Minnesotans’ belief in their and their state’s excellence is so ingrained, we archive it. The Legislative Reference Library in St. Paul maintains three-ringed binders called “MINNESOTA PRAISE,” each bursting with positive news clippings, optimistic research, and rosy miscellany.
Take the 1976 Minneapolis Star survey of nearly 600 residents, described as a “gregarious and neighborly population” who gave upbeat answers about many topics—“most say area is above average in sports”—and determined that life in these parts is better than anywhere this side of St. Peter’s gate.
We’re generous, active, and sophisticated. Just ask us!
Let’s not let “MINNESOTA PRAISE” gather dust. Let us coin mottos, in the Midwestern tradition of Garrison Keillor and assorted ad agencies. We shall weld insecurity, modesty, and ego into pithy wordplay, and our greatness shall, in time, be widely known.
Claim: According to a 2004 St. Cloud Times story touting the region’s unique and superior qualities, “St. Cloud is the world’s largest freezer producer,” Tenvoorde Ford (est. 1901) is the oldest family-owned Ford dealership, and Grede Foundries maintained a “far higher safety rating than U.S. foundries in general... based on federal data.”
Motto: “Visit St. Cloud, where the peas never thaw, the Ford dealer inherited the lot from his dad, and men with large backs are significantly less likely to drop half-shapen sewer grates on their feet.”
Claim: In 2002, the Twin Cities was ranked as the No. 1 worldwide hub for the “knowledge economy,” according to Welsh consulting firm Robert Huggins Associates.
Motto: “Move to Minneapolis-St. Paul! We promise we won’t use the phrase ‘knowledge economy’ more than three times during happy hour.”

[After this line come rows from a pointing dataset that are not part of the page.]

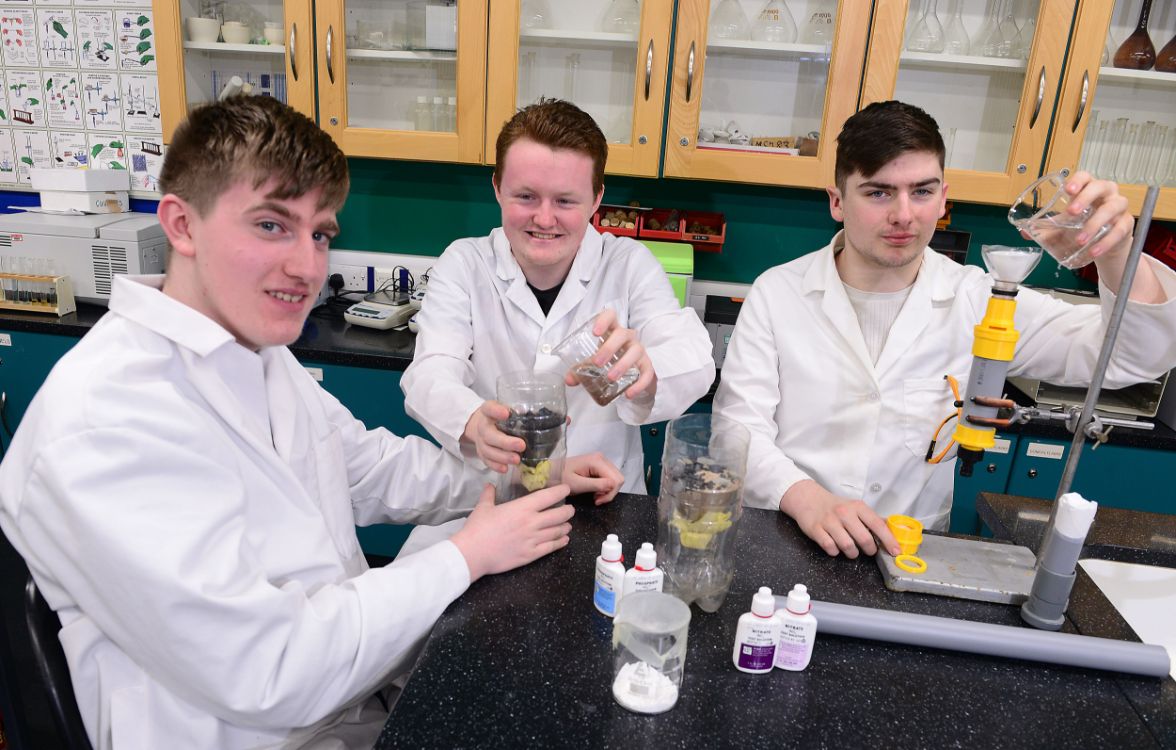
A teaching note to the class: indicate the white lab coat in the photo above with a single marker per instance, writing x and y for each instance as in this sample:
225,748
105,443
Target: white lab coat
188,507
480,320
799,375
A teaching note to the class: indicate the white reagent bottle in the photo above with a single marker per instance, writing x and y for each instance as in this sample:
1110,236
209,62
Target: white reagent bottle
797,631
609,576
757,634
645,575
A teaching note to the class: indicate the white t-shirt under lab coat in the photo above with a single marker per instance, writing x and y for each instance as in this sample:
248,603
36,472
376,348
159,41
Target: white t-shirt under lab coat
480,320
188,508
799,375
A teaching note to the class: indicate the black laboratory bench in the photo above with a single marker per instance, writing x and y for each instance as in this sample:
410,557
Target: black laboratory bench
525,660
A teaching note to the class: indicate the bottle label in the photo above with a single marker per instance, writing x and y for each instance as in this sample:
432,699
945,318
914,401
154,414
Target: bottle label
757,649
756,656
605,598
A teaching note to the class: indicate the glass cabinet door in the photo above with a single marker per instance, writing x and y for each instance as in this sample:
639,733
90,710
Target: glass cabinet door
987,71
1117,114
761,88
402,79
226,46
606,57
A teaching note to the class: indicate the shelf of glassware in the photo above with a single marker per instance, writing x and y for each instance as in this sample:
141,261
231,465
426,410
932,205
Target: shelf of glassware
220,46
763,48
969,62
1136,76
402,55
579,38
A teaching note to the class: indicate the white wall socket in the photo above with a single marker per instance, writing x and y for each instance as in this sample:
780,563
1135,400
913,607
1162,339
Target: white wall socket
354,276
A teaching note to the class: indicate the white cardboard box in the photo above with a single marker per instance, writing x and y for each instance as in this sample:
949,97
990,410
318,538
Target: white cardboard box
91,202
82,180
433,25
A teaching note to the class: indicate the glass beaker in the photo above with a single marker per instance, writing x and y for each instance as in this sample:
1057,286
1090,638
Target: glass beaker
1042,213
534,14
649,635
774,24
576,353
539,413
728,21
622,17
700,507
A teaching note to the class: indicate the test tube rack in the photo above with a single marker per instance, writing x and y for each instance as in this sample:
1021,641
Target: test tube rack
15,296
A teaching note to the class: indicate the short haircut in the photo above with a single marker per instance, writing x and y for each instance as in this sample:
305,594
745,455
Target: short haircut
555,124
258,139
881,133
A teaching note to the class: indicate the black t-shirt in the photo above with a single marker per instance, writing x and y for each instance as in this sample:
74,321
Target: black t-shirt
546,298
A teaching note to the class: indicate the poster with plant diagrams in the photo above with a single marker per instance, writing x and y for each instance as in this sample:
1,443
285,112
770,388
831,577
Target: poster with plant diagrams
79,89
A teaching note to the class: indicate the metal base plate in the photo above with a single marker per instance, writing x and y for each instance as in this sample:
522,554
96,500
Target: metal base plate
969,569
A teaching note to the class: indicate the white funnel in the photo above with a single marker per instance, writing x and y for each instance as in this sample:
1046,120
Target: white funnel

Claim: Only Florida has more water skis per person than Minnesota.
Motto: “Waterski Minnesota, where, unlike Florida, we’re not using our water skis to seal off a closet door containing a rabid bat or ex-husband.”
Claim: In 2003, Woodbury was described as the “most desirable place of its size to live in the central United States.”

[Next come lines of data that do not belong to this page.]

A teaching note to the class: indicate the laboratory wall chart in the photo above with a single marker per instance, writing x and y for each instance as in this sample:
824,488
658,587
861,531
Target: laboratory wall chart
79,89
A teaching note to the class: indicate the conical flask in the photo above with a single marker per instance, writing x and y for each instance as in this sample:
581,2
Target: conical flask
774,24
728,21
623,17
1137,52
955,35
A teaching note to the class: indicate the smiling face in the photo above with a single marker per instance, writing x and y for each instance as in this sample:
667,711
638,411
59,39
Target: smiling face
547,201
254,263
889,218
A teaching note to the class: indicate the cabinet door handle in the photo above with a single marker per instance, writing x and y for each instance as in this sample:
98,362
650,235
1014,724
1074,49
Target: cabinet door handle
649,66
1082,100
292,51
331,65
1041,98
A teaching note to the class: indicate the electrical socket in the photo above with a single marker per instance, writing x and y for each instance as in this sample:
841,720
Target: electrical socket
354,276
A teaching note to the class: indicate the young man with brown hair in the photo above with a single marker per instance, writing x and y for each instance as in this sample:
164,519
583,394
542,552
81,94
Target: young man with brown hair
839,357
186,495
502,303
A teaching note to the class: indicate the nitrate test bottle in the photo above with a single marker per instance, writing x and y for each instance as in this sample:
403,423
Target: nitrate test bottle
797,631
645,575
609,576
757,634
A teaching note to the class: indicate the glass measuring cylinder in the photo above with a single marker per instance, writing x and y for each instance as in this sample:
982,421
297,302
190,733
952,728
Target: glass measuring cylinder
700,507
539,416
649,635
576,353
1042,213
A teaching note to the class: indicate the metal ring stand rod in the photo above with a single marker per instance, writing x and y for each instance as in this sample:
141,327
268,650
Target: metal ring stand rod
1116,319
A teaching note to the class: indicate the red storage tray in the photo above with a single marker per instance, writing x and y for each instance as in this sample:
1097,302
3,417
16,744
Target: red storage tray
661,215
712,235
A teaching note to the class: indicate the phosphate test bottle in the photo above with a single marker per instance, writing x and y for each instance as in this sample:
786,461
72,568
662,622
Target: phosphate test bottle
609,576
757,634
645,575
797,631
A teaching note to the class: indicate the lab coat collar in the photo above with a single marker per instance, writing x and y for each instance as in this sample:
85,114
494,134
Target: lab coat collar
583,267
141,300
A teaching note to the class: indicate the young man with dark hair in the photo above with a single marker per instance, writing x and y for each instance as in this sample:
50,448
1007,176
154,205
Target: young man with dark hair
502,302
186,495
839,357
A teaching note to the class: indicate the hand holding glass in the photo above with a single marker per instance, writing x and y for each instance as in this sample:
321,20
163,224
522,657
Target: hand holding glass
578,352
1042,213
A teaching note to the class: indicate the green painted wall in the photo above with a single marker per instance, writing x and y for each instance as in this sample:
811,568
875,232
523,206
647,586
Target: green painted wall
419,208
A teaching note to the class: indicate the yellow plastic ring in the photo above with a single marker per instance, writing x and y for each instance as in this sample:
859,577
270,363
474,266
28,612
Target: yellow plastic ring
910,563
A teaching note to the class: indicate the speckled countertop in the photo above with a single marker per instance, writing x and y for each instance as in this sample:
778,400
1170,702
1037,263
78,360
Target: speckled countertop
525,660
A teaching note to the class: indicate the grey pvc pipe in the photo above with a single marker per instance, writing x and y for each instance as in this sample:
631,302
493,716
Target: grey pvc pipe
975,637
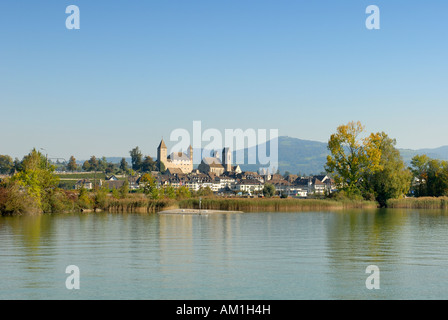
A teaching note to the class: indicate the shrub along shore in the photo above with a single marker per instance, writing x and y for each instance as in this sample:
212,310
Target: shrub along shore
419,203
141,205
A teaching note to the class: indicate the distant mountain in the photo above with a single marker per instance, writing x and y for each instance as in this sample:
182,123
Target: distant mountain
307,156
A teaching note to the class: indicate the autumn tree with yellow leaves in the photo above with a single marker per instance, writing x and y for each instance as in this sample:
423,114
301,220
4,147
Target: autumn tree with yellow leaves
352,157
368,166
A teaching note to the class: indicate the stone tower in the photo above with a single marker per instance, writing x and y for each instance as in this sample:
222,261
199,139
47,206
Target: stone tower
162,151
227,159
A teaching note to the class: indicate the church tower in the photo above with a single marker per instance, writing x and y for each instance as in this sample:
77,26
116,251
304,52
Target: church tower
162,151
227,159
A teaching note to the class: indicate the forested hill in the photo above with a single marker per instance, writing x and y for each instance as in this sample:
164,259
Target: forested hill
309,157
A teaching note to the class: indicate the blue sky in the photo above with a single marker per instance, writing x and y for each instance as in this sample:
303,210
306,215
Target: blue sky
137,70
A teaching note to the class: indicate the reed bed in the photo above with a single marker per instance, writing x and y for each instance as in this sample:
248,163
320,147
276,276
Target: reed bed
275,205
139,205
419,203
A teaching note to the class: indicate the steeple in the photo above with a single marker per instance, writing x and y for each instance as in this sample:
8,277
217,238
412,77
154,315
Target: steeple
162,145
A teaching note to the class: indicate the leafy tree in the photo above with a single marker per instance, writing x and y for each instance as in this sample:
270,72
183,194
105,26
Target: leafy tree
419,169
351,157
169,192
183,193
111,168
84,200
437,181
161,166
123,165
86,166
37,179
72,166
6,164
101,197
269,190
124,189
136,158
150,186
102,164
93,163
393,179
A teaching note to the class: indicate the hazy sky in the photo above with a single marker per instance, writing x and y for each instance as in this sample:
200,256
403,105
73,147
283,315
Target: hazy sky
137,70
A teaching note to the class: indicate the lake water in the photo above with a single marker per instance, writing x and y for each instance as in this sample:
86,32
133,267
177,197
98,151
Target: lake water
279,256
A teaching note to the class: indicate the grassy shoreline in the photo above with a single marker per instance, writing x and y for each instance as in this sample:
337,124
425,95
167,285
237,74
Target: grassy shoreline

Motto: “Woodbury: If you’ll swallow that many qualifiers just to argue we’re ‘desirable,’ you already live here.”
Claim: Crookston purports to be the proud home of the “world’s largest oxcart.”

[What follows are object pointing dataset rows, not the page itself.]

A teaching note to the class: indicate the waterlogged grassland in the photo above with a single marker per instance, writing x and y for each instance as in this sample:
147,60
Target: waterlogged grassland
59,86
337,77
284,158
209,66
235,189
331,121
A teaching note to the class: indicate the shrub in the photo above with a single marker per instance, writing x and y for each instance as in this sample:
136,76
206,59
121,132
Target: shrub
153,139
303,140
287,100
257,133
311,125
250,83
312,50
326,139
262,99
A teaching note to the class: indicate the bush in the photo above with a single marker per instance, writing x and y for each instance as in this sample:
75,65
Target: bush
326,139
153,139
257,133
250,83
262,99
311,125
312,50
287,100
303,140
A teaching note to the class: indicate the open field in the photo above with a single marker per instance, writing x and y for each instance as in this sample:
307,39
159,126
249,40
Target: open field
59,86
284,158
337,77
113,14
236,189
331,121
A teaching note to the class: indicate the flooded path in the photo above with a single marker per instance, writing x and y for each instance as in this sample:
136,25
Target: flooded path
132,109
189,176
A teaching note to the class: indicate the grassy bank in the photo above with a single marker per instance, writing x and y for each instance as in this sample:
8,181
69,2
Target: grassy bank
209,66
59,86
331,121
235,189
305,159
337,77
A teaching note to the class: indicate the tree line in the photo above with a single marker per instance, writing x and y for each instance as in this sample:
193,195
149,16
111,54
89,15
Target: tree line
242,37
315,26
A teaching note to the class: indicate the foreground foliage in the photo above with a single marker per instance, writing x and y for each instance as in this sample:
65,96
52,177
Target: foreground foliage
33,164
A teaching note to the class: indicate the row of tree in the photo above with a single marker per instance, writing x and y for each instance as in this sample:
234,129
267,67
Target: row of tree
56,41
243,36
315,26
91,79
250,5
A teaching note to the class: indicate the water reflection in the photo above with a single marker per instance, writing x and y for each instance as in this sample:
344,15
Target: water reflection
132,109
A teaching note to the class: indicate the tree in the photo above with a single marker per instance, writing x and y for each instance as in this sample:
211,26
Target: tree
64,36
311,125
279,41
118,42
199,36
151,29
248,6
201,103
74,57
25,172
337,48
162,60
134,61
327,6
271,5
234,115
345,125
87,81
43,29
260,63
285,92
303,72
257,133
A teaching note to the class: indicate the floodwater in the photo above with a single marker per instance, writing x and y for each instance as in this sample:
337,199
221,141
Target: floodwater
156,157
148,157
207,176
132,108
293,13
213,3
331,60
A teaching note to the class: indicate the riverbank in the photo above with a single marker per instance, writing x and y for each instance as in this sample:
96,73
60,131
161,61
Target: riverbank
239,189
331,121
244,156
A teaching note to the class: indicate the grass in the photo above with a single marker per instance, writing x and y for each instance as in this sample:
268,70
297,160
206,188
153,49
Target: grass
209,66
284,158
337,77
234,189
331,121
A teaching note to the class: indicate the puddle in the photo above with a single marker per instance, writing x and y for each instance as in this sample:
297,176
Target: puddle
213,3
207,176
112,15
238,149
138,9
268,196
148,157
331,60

Motto: “Do commerce in Crookston! Unless you’re a giant ox. In that case, run like hell.”
Claim: In 1991, Minnesota was labeled one of the best destinations to relocate an international business, thanks in part to praise from Soviet leader Mikhail Gorbachev.
Motto: “Minnesota: We’re also so passive-aggressive we won’t mention your birthmark until after you leave the room.”
Claim: Madison, Minnesota, says it’s the nation’s “lutefisk capital,” citing its annual Stinker Days celebration.
Motto: “Move to Madison, where the smell of your breath will deter every human encounter.”
Claim: Longville is the “turtle racing capital” of America.
Motto: “Life in Longville is so comfortable, even the reptiles have a surplus of free time.”
Claim: In 2000, the U.S. Census Bureau labeled Minnesota the “minivan capital of the United States.”
Motto: “Minnesota: You chuckle, but the screaming kids in this Windstar means someone agreed to have sex with me more than once!”
Claim: In 2013, Movoto.com called Minneapolis the number-one city in the country “where you might be eaten by a dragon.”
Motto: “Minnneapolis: PLEASE COME HERE IMMEDIATELY AND SAVE US FROM THESE DRAGONS THEY ARE FUCKING TERRIF— [gets eaten by dragon.]”
Claim: In 2000, Techies.com said Minneapolis-St. Paul is the fourth most-affordable city for internet and tech workers, behind only Austin, Dallas, and Houston.
Motto: “Would you really want to live in a state that seceded from Mexico and the United States, and elected Ted Cruz?”
Claim: In the mid-2000s, Minnneapolis’ U.S. Bank held more mortgage loans than any other American bank.
Motto: “Minneapolis: The only place where your neighbor doesn’t just wanna screw you. He insists on it.”
Claim: In 2007, a study confirmed the Twin Cities has the highest percentage of 16-and-up residents who’d done at least some volunteering the previous year.
Motto: “And that doesn’t even include the many of us who volunteer their time phone banking to tell all their friends how great it is to live here, especially compared to Wisconsin. I mean, can you even imagine? Anyway, the point is, TELL ME I’M GOOD ENOUGH!”